For most of his life, Ricky Harmon ate what he liked and as much as he wanted.
For him, that meant plenty of potatoes, pasta and dinners at buffet restaurants. He also started gaining weight, topping out at around 250 pounds.
“It came on after I got married,” said Ricky, 49, of Boonville. “Once you get married, you always get bigger.”
Despite the weight, Ricky figured he was healthy in September of 2009, as a lab tech poked a needle in his arm at a health screening.
But when his results came back, he quickly learned otherwise.
The glucose in Ricky’s blood was 293 mg/dl. Normal range is between 65 and 139 mg/dl.
“It was high,” Ricky said. “Very, very high.”
The scan took place at the Missouri State Teachers Association in Columbia. Ricky does custodial and maintenance work for the association. His employer sponsored the fair, which was run by Boone Hospital Center’s WELLAWARE program.
After receiving his abnormal results, Ricky scheduled an appointment with his doctor to find out what was wrong. Tests showed Ricky had type II diabetes.
Before the WELLAWARE health fair, he had no idea he was diabetic. But now, he was faced with either going on medication or making big life changes.
He chose the latter.
“I didn’t want to have to take the medication because of the side effects,” he said. “So that’s when I decided to start watching what I eat.”
He started studying food labels and monitoring his portion size. He said he was surprised to learn that a serving of pasta was about the size of a tennis ball, rather than the heaping plate he was served at many restaurants.
He also started taking 30-minute walks each day during his lunch break. If it rained, he would ride his stationary bike at home.
Three months later, with WELLAWARE back at his workplace, Ricky’s health scan showed his blood glucose was already improving and his weight was dropping. So he kept doing what he was doing.

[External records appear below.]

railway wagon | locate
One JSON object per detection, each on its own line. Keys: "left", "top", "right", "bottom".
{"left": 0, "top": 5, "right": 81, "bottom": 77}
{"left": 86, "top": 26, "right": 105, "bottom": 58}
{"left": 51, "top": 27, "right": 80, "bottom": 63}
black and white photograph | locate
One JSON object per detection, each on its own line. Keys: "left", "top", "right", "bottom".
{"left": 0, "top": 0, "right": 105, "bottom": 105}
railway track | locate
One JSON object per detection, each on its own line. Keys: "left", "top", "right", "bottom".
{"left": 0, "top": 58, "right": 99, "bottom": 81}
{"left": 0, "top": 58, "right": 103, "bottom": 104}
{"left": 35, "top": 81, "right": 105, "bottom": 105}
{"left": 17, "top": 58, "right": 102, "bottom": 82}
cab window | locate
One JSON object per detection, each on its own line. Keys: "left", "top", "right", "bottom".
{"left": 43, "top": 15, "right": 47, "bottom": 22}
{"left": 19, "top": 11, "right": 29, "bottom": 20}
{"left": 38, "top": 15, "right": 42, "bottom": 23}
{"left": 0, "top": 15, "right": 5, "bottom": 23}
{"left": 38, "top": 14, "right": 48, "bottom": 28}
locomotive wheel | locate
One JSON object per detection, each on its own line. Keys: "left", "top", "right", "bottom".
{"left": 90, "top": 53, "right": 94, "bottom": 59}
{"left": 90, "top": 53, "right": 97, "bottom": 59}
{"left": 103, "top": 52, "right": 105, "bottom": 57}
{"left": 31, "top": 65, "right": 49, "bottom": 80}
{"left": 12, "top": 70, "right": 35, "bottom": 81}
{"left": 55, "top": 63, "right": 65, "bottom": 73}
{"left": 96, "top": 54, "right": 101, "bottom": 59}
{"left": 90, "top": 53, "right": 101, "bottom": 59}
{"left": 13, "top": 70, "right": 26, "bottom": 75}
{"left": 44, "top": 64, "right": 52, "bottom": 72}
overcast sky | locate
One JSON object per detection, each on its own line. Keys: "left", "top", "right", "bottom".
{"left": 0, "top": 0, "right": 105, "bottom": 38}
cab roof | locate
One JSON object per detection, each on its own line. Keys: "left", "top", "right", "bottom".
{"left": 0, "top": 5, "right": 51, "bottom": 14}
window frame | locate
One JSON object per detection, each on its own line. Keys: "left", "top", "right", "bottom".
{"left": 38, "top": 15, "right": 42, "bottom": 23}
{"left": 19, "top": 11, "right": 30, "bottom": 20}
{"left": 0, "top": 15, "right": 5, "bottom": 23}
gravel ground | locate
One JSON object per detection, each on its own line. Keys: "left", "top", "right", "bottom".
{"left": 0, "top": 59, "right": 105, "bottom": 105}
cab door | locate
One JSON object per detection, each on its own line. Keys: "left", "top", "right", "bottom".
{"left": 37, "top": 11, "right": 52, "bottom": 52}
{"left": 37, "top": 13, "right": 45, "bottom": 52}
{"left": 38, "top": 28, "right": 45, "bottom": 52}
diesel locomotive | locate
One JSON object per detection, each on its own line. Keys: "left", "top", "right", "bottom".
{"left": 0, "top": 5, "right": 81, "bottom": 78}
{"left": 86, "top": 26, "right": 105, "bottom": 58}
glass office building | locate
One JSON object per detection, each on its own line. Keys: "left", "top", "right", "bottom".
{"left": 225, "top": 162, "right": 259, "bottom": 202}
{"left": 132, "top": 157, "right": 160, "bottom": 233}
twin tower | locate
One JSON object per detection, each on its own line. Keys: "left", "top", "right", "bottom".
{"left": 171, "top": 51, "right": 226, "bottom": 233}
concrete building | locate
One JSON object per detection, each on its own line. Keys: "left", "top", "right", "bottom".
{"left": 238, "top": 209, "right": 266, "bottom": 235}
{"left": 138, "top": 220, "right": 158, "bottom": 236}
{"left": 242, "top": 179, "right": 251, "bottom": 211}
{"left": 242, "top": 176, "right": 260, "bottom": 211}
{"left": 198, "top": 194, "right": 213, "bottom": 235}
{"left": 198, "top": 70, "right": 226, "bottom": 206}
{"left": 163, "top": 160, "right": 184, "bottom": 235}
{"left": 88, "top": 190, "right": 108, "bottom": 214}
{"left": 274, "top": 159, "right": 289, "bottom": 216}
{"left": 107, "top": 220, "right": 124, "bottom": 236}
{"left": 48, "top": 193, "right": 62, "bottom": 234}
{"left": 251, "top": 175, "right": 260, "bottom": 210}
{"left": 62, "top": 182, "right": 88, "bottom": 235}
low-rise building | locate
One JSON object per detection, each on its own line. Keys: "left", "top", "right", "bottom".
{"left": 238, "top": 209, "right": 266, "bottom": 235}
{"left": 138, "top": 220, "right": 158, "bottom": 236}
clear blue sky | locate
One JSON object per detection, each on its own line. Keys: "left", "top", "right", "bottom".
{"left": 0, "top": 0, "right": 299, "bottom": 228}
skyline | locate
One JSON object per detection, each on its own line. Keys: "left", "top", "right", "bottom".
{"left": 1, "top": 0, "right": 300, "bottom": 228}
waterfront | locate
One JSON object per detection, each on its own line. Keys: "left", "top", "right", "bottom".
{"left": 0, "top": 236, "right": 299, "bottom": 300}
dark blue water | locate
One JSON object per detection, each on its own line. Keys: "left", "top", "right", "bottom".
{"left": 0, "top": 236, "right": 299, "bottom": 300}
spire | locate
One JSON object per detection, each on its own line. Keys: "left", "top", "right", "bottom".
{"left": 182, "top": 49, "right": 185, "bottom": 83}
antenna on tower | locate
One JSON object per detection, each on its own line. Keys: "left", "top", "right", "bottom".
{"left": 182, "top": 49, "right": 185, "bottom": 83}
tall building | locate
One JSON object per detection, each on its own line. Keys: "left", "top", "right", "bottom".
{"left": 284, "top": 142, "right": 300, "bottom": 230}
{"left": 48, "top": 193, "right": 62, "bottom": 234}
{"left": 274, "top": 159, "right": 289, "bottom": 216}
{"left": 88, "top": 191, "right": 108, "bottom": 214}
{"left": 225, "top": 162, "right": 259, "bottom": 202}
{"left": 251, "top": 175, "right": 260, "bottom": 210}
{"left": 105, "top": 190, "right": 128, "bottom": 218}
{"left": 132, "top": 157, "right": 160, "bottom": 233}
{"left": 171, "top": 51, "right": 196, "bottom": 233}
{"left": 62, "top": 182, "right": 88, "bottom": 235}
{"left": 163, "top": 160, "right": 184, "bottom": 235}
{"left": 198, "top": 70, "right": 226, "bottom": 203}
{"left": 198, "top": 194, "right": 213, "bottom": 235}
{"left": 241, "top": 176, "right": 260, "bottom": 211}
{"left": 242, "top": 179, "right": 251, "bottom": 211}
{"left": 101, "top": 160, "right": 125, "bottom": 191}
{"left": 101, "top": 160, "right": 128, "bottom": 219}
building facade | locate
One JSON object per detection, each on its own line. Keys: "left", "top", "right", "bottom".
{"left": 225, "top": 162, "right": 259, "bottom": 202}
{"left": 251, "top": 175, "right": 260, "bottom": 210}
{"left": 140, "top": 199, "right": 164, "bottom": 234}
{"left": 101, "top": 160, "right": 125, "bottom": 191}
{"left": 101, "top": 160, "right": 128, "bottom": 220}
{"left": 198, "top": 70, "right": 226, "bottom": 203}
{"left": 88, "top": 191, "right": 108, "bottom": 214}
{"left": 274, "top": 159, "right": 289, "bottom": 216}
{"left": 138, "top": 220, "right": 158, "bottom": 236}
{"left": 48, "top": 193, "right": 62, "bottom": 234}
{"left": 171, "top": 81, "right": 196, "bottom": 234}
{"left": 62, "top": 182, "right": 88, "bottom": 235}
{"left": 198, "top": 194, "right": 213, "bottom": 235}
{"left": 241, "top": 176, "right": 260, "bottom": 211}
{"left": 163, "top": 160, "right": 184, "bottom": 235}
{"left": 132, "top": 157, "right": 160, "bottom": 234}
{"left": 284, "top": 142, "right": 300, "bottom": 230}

“Everybody says ‘diet,’ Ricky said. “I don’t consider it a diet, it’s watching my portion size.”
Healthier bottom lines
Ricky is just one of thousands of mid-Missouri employees who have been served by WELLAWARE.

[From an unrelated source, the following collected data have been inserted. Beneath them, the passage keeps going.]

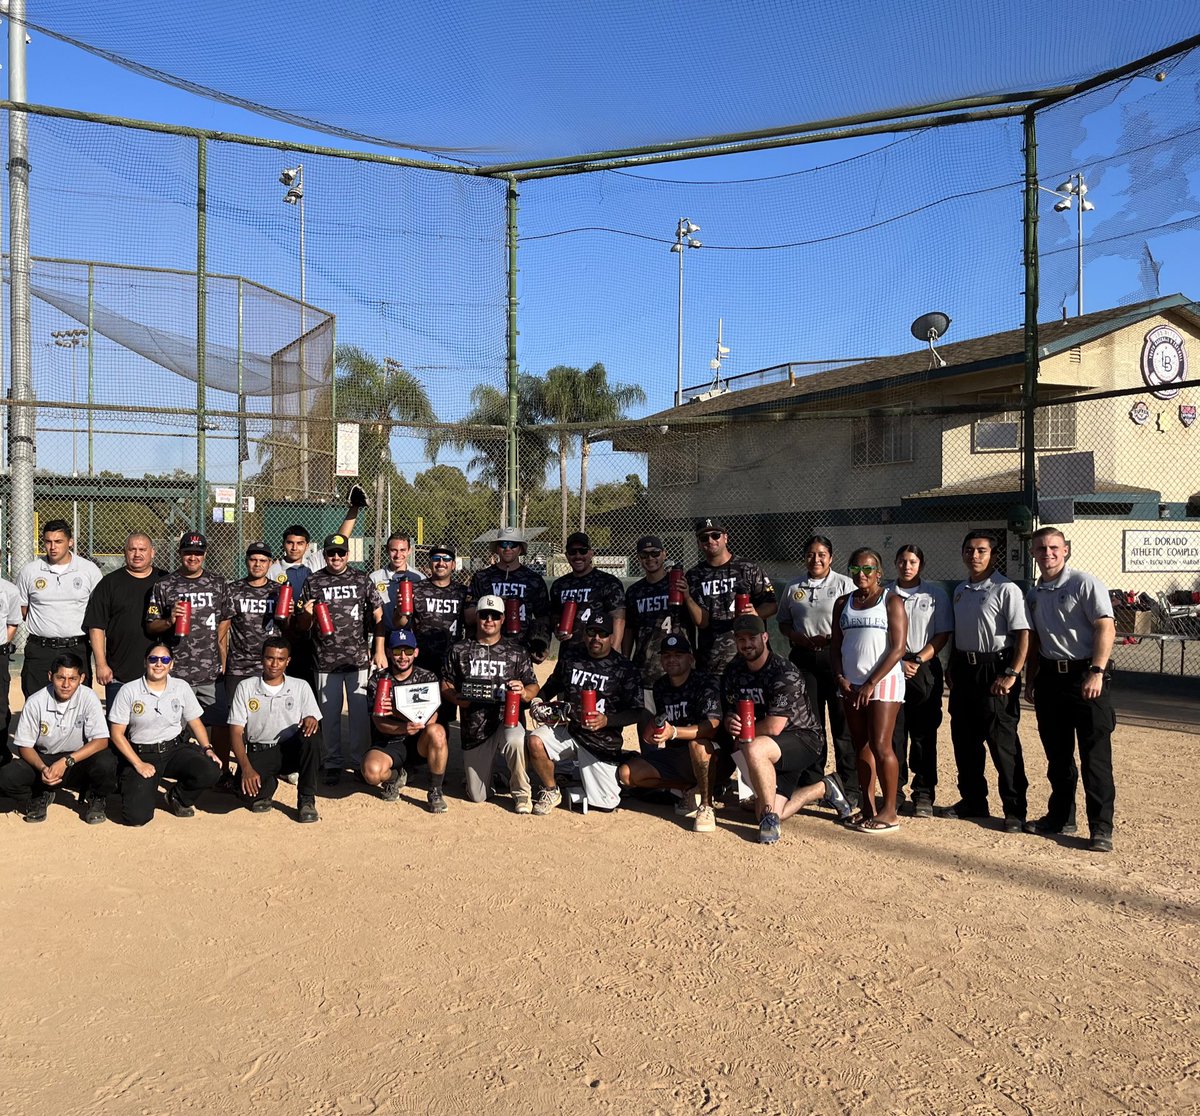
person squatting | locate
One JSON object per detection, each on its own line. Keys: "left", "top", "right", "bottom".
{"left": 0, "top": 518, "right": 1117, "bottom": 853}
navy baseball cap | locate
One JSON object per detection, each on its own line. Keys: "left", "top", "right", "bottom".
{"left": 566, "top": 531, "right": 592, "bottom": 551}
{"left": 636, "top": 535, "right": 664, "bottom": 553}
{"left": 661, "top": 632, "right": 693, "bottom": 654}
{"left": 387, "top": 629, "right": 418, "bottom": 649}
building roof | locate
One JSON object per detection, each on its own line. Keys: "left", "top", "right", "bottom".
{"left": 903, "top": 468, "right": 1161, "bottom": 502}
{"left": 641, "top": 294, "right": 1199, "bottom": 423}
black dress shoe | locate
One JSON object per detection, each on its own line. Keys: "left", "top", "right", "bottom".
{"left": 1089, "top": 832, "right": 1113, "bottom": 853}
{"left": 1023, "top": 815, "right": 1077, "bottom": 836}
{"left": 1003, "top": 816, "right": 1024, "bottom": 834}
{"left": 937, "top": 799, "right": 989, "bottom": 820}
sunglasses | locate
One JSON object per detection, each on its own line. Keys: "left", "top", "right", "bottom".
{"left": 585, "top": 628, "right": 610, "bottom": 637}
{"left": 478, "top": 611, "right": 503, "bottom": 620}
{"left": 390, "top": 646, "right": 417, "bottom": 654}
{"left": 430, "top": 555, "right": 453, "bottom": 562}
{"left": 848, "top": 564, "right": 879, "bottom": 575}
{"left": 147, "top": 655, "right": 173, "bottom": 664}
{"left": 638, "top": 550, "right": 663, "bottom": 559}
{"left": 566, "top": 549, "right": 589, "bottom": 557}
{"left": 496, "top": 541, "right": 520, "bottom": 550}
{"left": 697, "top": 532, "right": 723, "bottom": 542}
{"left": 325, "top": 549, "right": 348, "bottom": 558}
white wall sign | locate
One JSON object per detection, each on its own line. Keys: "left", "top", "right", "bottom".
{"left": 335, "top": 422, "right": 360, "bottom": 477}
{"left": 212, "top": 486, "right": 236, "bottom": 504}
{"left": 1122, "top": 529, "right": 1200, "bottom": 573}
{"left": 1140, "top": 326, "right": 1188, "bottom": 400}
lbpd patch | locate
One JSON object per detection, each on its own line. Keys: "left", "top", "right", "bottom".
{"left": 39, "top": 722, "right": 49, "bottom": 736}
{"left": 248, "top": 698, "right": 260, "bottom": 712}
{"left": 132, "top": 701, "right": 145, "bottom": 715}
{"left": 34, "top": 578, "right": 47, "bottom": 591}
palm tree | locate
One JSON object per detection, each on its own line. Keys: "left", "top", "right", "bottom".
{"left": 574, "top": 363, "right": 644, "bottom": 531}
{"left": 533, "top": 364, "right": 586, "bottom": 545}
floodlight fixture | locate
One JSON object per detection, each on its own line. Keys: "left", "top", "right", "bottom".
{"left": 1053, "top": 198, "right": 1071, "bottom": 212}
{"left": 280, "top": 166, "right": 301, "bottom": 186}
{"left": 671, "top": 216, "right": 705, "bottom": 406}
{"left": 1040, "top": 171, "right": 1096, "bottom": 316}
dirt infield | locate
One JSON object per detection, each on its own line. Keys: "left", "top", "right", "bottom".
{"left": 2, "top": 705, "right": 1198, "bottom": 1115}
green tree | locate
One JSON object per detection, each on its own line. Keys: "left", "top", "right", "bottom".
{"left": 574, "top": 363, "right": 644, "bottom": 532}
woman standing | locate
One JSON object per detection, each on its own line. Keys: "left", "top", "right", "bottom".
{"left": 108, "top": 641, "right": 220, "bottom": 825}
{"left": 888, "top": 545, "right": 953, "bottom": 818}
{"left": 778, "top": 536, "right": 858, "bottom": 807}
{"left": 831, "top": 548, "right": 908, "bottom": 832}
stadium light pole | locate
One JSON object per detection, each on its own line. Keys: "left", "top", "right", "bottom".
{"left": 1041, "top": 172, "right": 1095, "bottom": 317}
{"left": 51, "top": 327, "right": 88, "bottom": 542}
{"left": 671, "top": 218, "right": 702, "bottom": 407}
{"left": 280, "top": 163, "right": 309, "bottom": 496}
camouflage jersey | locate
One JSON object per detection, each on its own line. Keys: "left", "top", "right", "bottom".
{"left": 225, "top": 578, "right": 284, "bottom": 677}
{"left": 441, "top": 636, "right": 536, "bottom": 749}
{"left": 148, "top": 571, "right": 233, "bottom": 686}
{"left": 538, "top": 649, "right": 643, "bottom": 763}
{"left": 687, "top": 556, "right": 777, "bottom": 674}
{"left": 300, "top": 567, "right": 384, "bottom": 673}
{"left": 651, "top": 670, "right": 722, "bottom": 740}
{"left": 411, "top": 580, "right": 469, "bottom": 668}
{"left": 720, "top": 650, "right": 817, "bottom": 741}
{"left": 366, "top": 665, "right": 440, "bottom": 750}
{"left": 549, "top": 568, "right": 626, "bottom": 651}
{"left": 624, "top": 575, "right": 681, "bottom": 687}
{"left": 467, "top": 564, "right": 551, "bottom": 653}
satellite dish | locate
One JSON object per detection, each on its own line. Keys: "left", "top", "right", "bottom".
{"left": 910, "top": 311, "right": 952, "bottom": 369}
{"left": 910, "top": 311, "right": 951, "bottom": 342}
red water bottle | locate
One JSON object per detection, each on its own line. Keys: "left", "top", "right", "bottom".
{"left": 274, "top": 583, "right": 293, "bottom": 620}
{"left": 503, "top": 597, "right": 522, "bottom": 635}
{"left": 314, "top": 601, "right": 335, "bottom": 636}
{"left": 504, "top": 688, "right": 522, "bottom": 727}
{"left": 397, "top": 578, "right": 414, "bottom": 617}
{"left": 580, "top": 688, "right": 598, "bottom": 721}
{"left": 557, "top": 600, "right": 577, "bottom": 639}
{"left": 372, "top": 674, "right": 394, "bottom": 715}
{"left": 737, "top": 698, "right": 756, "bottom": 743}
{"left": 735, "top": 592, "right": 752, "bottom": 615}
{"left": 668, "top": 566, "right": 685, "bottom": 607}
{"left": 174, "top": 599, "right": 192, "bottom": 637}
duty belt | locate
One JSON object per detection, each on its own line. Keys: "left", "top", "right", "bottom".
{"left": 955, "top": 649, "right": 1007, "bottom": 665}
{"left": 244, "top": 738, "right": 287, "bottom": 753}
{"left": 28, "top": 634, "right": 86, "bottom": 648}
{"left": 1039, "top": 656, "right": 1091, "bottom": 675}
{"left": 133, "top": 735, "right": 184, "bottom": 756}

More than 90 local companies contract with WELLAWARE to provide a variety of health-related programs to their employees. This includes everything from employee health fairs and educational lunch programs to health challenges and massages.
Bringing these kinds of programs into a business can help nurture a culture of health, improve productivity and reduce absenteeism.

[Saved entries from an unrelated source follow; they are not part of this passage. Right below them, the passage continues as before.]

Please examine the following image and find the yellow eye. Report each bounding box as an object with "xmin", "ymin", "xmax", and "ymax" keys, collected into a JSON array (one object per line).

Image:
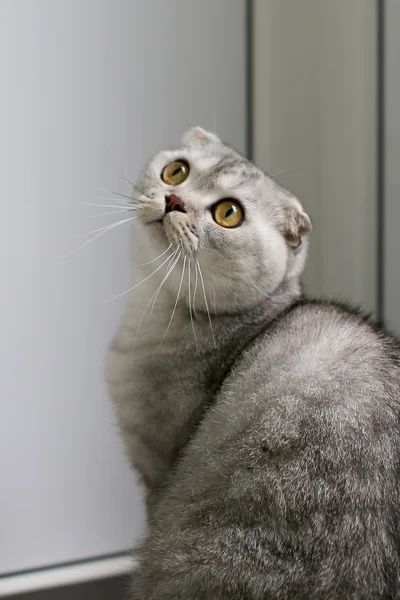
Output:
[
  {"xmin": 213, "ymin": 199, "xmax": 244, "ymax": 228},
  {"xmin": 161, "ymin": 160, "xmax": 189, "ymax": 185}
]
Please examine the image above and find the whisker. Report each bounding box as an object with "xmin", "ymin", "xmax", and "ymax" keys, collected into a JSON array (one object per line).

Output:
[
  {"xmin": 188, "ymin": 259, "xmax": 199, "ymax": 353},
  {"xmin": 95, "ymin": 193, "xmax": 135, "ymax": 206},
  {"xmin": 270, "ymin": 167, "xmax": 292, "ymax": 179},
  {"xmin": 131, "ymin": 183, "xmax": 153, "ymax": 200},
  {"xmin": 79, "ymin": 216, "xmax": 136, "ymax": 238},
  {"xmin": 252, "ymin": 283, "xmax": 273, "ymax": 301},
  {"xmin": 105, "ymin": 249, "xmax": 177, "ymax": 303},
  {"xmin": 97, "ymin": 187, "xmax": 133, "ymax": 201},
  {"xmin": 157, "ymin": 254, "xmax": 186, "ymax": 349},
  {"xmin": 96, "ymin": 196, "xmax": 133, "ymax": 205},
  {"xmin": 97, "ymin": 188, "xmax": 146, "ymax": 204},
  {"xmin": 82, "ymin": 202, "xmax": 139, "ymax": 210},
  {"xmin": 137, "ymin": 244, "xmax": 173, "ymax": 268},
  {"xmin": 112, "ymin": 190, "xmax": 139, "ymax": 202},
  {"xmin": 193, "ymin": 258, "xmax": 199, "ymax": 319},
  {"xmin": 122, "ymin": 174, "xmax": 134, "ymax": 188},
  {"xmin": 99, "ymin": 186, "xmax": 152, "ymax": 203},
  {"xmin": 134, "ymin": 248, "xmax": 181, "ymax": 343},
  {"xmin": 85, "ymin": 209, "xmax": 131, "ymax": 219},
  {"xmin": 63, "ymin": 216, "xmax": 135, "ymax": 258},
  {"xmin": 122, "ymin": 178, "xmax": 151, "ymax": 201},
  {"xmin": 196, "ymin": 260, "xmax": 216, "ymax": 348},
  {"xmin": 150, "ymin": 249, "xmax": 181, "ymax": 313},
  {"xmin": 100, "ymin": 198, "xmax": 143, "ymax": 209}
]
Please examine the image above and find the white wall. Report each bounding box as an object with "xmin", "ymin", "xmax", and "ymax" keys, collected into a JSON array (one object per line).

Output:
[
  {"xmin": 383, "ymin": 0, "xmax": 400, "ymax": 334},
  {"xmin": 253, "ymin": 0, "xmax": 378, "ymax": 314},
  {"xmin": 0, "ymin": 0, "xmax": 246, "ymax": 578}
]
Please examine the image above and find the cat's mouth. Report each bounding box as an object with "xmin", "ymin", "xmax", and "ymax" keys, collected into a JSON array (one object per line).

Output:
[
  {"xmin": 142, "ymin": 193, "xmax": 199, "ymax": 253},
  {"xmin": 148, "ymin": 212, "xmax": 198, "ymax": 254},
  {"xmin": 144, "ymin": 194, "xmax": 186, "ymax": 225}
]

“With WELLAWARE, our staff interacts directly with the company’s employees and serves as their health coach, we really become part of each company’s team,” said Jeff Zimmermann, health promotions supervisor with WELLAWARE. “We find that bringing these programs to the workplace truly influences people’s choices and changes habits. For employers, that means healthier and more productive workers.”
While having healthier employees is one advantage of the program, WELLAWARE can also help local businesses achieve healthier bottom lines.
One Columbia company that has seen great success partnering with WELLAWARE is Missouri Employers Mutual. Since 1998, the two organizations have worked together to create an MEM workforce where healthy lifestyles are a focus and risk factors are addressed head-on.
This focus on a healthy workforce over time resulted in MEM seeing paid medical claims drop by 26.9 percent in 2009 — which equated to a significant savings for the company.
“We treat employee wellness as an investment, not as an expense,” said Sarah Dietz, who handles employee benefits at MEM. “Our company vision is to provide a safe, healthy and injury-free workplace. If we are going to promote that to our policyholders, we need to do that within our own walls.”
Ricky — one year later
A year after learning he had diabetes, a slim-looking Ricky Harmon weighs just 174 pounds.
He’s gone from a pant size 40 to a size 32. He feels better and has more energy at home and at his job at the Missouri State Teachers Association.
“If you lose more than 70 pounds, you’re going to feel better,” he said.
But even more important, Ricky still does not need any medication for his diabetes — he’s been able to manage it with his eating and lifestyle changes.
Ricky said he is thankful for the information he received at the WELLAWARE health screening. It helped him make a critical life change before he suffered serious consequences.
He encourages other people to educate themselves about the things they are eating and to take the time to read the labels.
“You’ve got to be a label reader,” he said. “Most everything has sugar in it, but you can try to get the least amount.”